David revealed 17 Filipino workers were victimised in such a fashion by illegal recruitment agencies in June, noting that none of the workers had employment contracts and had instead only been ‘promised’ salaries of US$300-$1500 a month once they reach their destination.
The Maldives is recognised as a destination country for labour trafficking, and to a lesser extent, sex trafficking. Various reports into the practice have identified key appeals to traffickers in the form of poor oversight and monitoring of work permit requests, and a near-total lack of enforcement or investigation of traffickers in favour of swiftly deporting victims – many of whom go into substantial debt paying bogus ‘recruitment fees’ of up to US$4000.

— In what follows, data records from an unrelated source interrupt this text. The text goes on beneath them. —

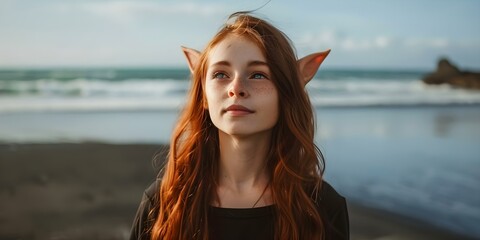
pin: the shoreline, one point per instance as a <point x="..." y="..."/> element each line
<point x="91" y="190"/>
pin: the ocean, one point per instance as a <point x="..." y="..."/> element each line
<point x="390" y="141"/>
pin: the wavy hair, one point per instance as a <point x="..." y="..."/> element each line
<point x="294" y="161"/>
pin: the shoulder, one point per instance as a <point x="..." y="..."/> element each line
<point x="146" y="212"/>
<point x="333" y="208"/>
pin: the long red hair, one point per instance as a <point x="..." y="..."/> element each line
<point x="296" y="164"/>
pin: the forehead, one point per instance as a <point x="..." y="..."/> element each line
<point x="236" y="49"/>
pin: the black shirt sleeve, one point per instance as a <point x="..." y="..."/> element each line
<point x="144" y="219"/>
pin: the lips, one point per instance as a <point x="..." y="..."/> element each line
<point x="238" y="108"/>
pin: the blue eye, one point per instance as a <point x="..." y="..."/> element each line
<point x="258" y="76"/>
<point x="219" y="75"/>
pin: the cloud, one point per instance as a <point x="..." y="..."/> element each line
<point x="124" y="11"/>
<point x="334" y="39"/>
<point x="133" y="9"/>
<point x="350" y="43"/>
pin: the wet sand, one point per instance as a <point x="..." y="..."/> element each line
<point x="92" y="190"/>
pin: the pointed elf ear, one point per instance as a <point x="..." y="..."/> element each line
<point x="193" y="56"/>
<point x="309" y="65"/>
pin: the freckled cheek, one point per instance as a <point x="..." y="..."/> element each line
<point x="264" y="89"/>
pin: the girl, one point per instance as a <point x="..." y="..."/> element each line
<point x="242" y="161"/>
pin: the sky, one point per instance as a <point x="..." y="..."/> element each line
<point x="369" y="34"/>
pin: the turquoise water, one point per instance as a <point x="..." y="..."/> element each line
<point x="390" y="141"/>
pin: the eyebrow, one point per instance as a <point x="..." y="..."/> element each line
<point x="250" y="64"/>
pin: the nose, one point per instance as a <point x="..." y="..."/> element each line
<point x="238" y="88"/>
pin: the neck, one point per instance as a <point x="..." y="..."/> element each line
<point x="243" y="160"/>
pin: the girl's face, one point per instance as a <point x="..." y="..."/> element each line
<point x="242" y="99"/>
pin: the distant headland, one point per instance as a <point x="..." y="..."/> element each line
<point x="447" y="73"/>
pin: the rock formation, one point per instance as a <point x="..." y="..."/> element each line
<point x="450" y="74"/>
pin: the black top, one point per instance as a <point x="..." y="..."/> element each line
<point x="250" y="223"/>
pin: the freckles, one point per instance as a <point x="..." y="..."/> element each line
<point x="264" y="90"/>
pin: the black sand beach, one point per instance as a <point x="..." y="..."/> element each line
<point x="92" y="190"/>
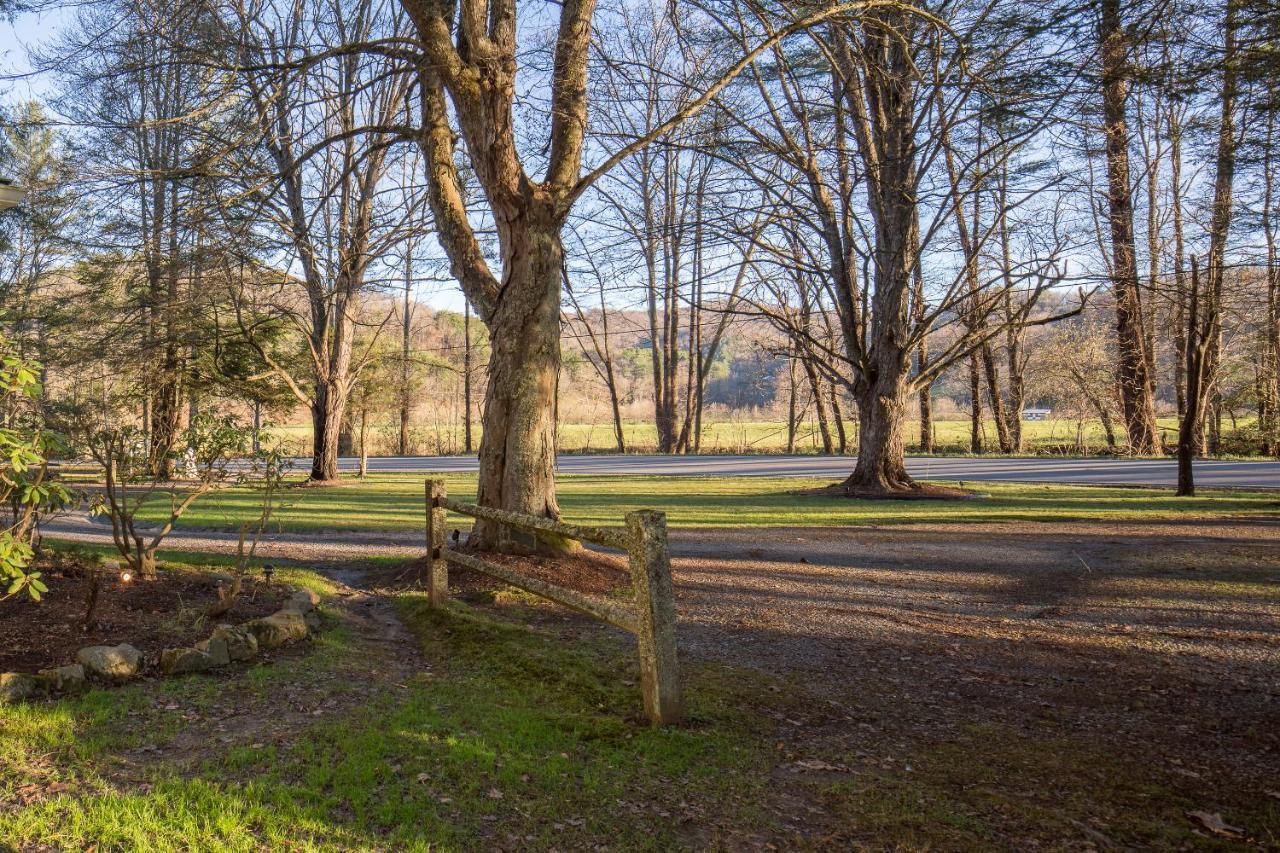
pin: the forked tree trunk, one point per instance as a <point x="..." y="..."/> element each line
<point x="517" y="446"/>
<point x="1132" y="369"/>
<point x="881" y="469"/>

However the statement from the Philippines suggests the country’s lack of oversight of foreign worker employment is also being exploited by traffickers to transit victims.
Domestically, “Recruitment agents in source countries collude with employers and agents in Maldives to facilitate fraudulent recruitment and forced labor of migrant workers”, read a recent report from the US State Department’s human trafficking monitoring office.
Despite widespread acknowledgement of the practice and the government’s submission of a draft anti-trafficking bill to parliament in December 2012, the Maldives still has no specific laws prohibiting human trafficking and “the government of the Maldives made minimal anti-trafficking enforcement efforts during the year.”
While forced labour was prohibited under the 2009 Employment Act, it was not penalised, the report noted.
“The government reported investigating four and prosecuting two sex trafficking cases in 2012, compared to no prosecutions recorded in 2011,” the report stated.
However “the government did not report any prosecutions of government employees for alleged complicity in trafficking-related offenses [and] the absence of government translators prevented foreign trafficking victims from pursuing recourse through the Maldivian legal system.”
The Maldives was placed on the US State Department’s Tier Two Watch List for Human Trafficking for the fourth consecutive year, and faces mandatory downgrading to Tier 3 next year along with Afghanistan, Barbados, Chad, Malaysia, Thailand unless it addresses the problem.
Tier 3 countries are defined by the State Department as those which “neither satisfy the minimum standards for the elimination of trafficking nor demonstrate a significant effort to do so”, and are open to non-humanitarian and non-trade international sanctions.